Creating an Enabling Environment for Specialty Alternative Payment Models: A Potential Role for Philanthropy

April 2023

J Clin Pathways. 2023;9(2):29-32. doi:10.25270/jcp.2023.03.03

Abstract

In the ongoing shift from volume to value in US health care, primary care value-based alternative payment models (APMs), such as accountable care orga­nizations, have dominated the landscape when compared to specialty care APMs. Interviews with hundreds of payers and clinicians across various specialties signal that there are ongoing challenges with investing in, designing, and scal­ing specialty APMs, especially for populations covered by commercial insurers. Several critical gaps complicate specialty APMs’ business case for these stake­holders, including uncertain returns on investment, lack of understanding around optimal outcome and performance measures, and data silos. Given the per­sistence of these challenges, which require collaboration between payers and providers on research, transparency, and technical assistance to address, phil­anthropic support may be a helpful and overlooked resource to support a better enabling environment for specialty APMs.

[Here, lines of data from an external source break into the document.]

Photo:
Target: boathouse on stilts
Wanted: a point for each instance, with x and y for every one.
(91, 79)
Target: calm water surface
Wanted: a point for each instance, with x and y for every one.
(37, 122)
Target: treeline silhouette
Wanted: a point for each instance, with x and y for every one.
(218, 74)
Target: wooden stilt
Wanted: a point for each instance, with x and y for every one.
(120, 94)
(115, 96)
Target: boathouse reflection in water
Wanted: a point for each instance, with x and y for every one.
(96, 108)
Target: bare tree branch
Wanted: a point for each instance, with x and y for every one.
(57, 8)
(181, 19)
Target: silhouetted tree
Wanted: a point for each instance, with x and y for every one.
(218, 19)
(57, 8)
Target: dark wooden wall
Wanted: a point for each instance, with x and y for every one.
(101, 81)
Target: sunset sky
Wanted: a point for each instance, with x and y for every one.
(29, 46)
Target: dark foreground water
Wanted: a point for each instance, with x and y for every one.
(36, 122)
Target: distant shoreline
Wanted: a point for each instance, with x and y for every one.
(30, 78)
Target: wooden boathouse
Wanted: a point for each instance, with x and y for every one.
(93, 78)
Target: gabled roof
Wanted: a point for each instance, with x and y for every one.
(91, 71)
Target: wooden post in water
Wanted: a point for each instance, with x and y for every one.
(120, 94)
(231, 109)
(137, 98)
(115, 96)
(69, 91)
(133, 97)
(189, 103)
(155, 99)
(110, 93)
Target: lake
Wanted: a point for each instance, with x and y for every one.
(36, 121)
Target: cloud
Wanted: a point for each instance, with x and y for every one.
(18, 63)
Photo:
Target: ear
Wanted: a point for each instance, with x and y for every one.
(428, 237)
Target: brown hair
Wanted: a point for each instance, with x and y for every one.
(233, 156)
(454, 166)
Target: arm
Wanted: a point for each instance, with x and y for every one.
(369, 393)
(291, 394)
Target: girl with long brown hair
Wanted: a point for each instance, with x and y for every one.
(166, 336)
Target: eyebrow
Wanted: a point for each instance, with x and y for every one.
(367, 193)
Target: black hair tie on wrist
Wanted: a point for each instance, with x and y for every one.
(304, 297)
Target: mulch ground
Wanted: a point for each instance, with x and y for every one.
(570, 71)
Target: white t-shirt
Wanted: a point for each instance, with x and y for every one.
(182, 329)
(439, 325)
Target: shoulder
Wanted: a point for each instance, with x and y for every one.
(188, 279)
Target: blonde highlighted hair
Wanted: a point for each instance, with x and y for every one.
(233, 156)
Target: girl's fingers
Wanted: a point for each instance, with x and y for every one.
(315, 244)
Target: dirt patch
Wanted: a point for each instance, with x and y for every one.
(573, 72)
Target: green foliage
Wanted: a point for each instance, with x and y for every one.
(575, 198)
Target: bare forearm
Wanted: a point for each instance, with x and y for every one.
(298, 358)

Specialty care is a major driver of increases in health care spending in the US.1 As a result, experts have called for more value-based care and payment models for specialty populations.2 However, based on our experience conven­ing multistakeholder working groups to address specialty alternative payment models (APMs), we believe the success of a value-based transformation in spe­cialty care has been uneven, as others have observed.3

Specialty value-based APMs have progressed more intermittently than models for primary care.4 The Center for Medicare and Medicaid Innovation (CMMI), which has focused considerably on total cost of care models for primary care populations, has similarly grappled with how best to enable more specialty pro­viders to participate in value-based care.5 In the commercial sector, information on the experience of commercial insurers in these models is limited due to a lack of high-quality, published studies; furthermore, the literature that does exist highlights models for primary care over those for medical specialties, with some exceptions in oncology and surgical episode–based models.6 Data suggests com­mercial insurers continue to invest in various kinds of APMs, although the bulk of commercial payments remain in fee-for-service or upside-only risk models.7 Payers report privately that many individual specialties are too small to warrant a dedicated APM given the costs, complexities, and other challenges associated with developing and implementing such programs.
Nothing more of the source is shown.